The model supports a massive 128k token context window, allowing you to pass entire code repositories, long financial documents, or extensive multi-turn conversation histories in a single prompt. Because it operates on our Standard tier in the eu-north1 region, it is optimized for high-capability tasks requiring maximum precision rather than pure speed.
To calculate costs, consider a typical agentic workflow: analyzing a 10,000-token document and generating a 2,000-token structured JSON report (including reasoning tokens). At $1.00 per million input tokens and $3.00 per million output tokens, this request would cost $0.01 for the input and $0.06 for the output, totaling $0.07 per execution.

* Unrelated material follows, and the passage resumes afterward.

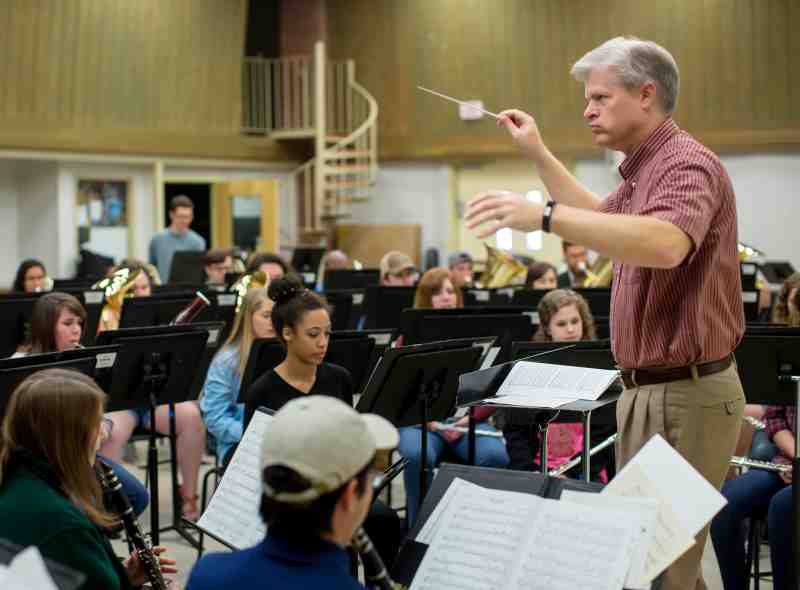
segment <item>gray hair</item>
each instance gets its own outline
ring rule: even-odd
[[[604,66],[613,68],[628,89],[653,82],[664,111],[671,114],[675,110],[680,73],[675,58],[661,45],[636,37],[615,37],[576,61],[570,73],[585,82],[594,68]]]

If you are using the hybrid reasoning capabilities, we strongly recommend enabling streaming (stream=True in the OpenAI SDK). Because the model generates extensive <think> tokens before producing the final answer, streaming prevents your application from timing out and provides immediate feedback to the user while the model deliberates. You can parse the stream on the client side to hide the <think> tags from the end user while still benefiting from the model's enhanced logical reasoning.
Running Hermes-4-405B on EU-sovereign infrastructure
Why run Hermes-4-405B on Lyceum
For European enterprises and AI startups, data privacy is often the primary blocker to adopting frontier models. While US-based providers offer similar APIs, they route data outside the EU, creating significant GDPR and compliance risks. Non-EU hosting is frequently a deal-breaker for teams handling sensitive healthcare, financial, or proprietary manufacturing data.
Lyceum Technology solves this by hosting Hermes-4-405B on EU-sovereign infrastructure. When you query the model via our API, your data is processed exclusively in our eu-north1 data centers. We own our GPU infrastructure, which allows us to maintain strict security boundaries and offer a clear path to GDPR, AI Act, and ISO 27001 compliance, something providers renting from hyperscalers struggle to guarantee.
Furthermore, our open-stack transparency means you avoid vendor lock-in. Because we use an OpenAI-compatible API, migrating your existing applications to Lyceum takes minutes. You get the reasoning power of a 405-billion parameter model, the cost-efficiency of per-token billing, and the legal certainty of European data residency, all without managing a single GPU.
By leveraging our serverless inference platform, you eliminate the need to provision expensive 8x H100 clusters. You simply pay for the tokens you use, scaling from zero to peak demand while keeping your data securely within Europe.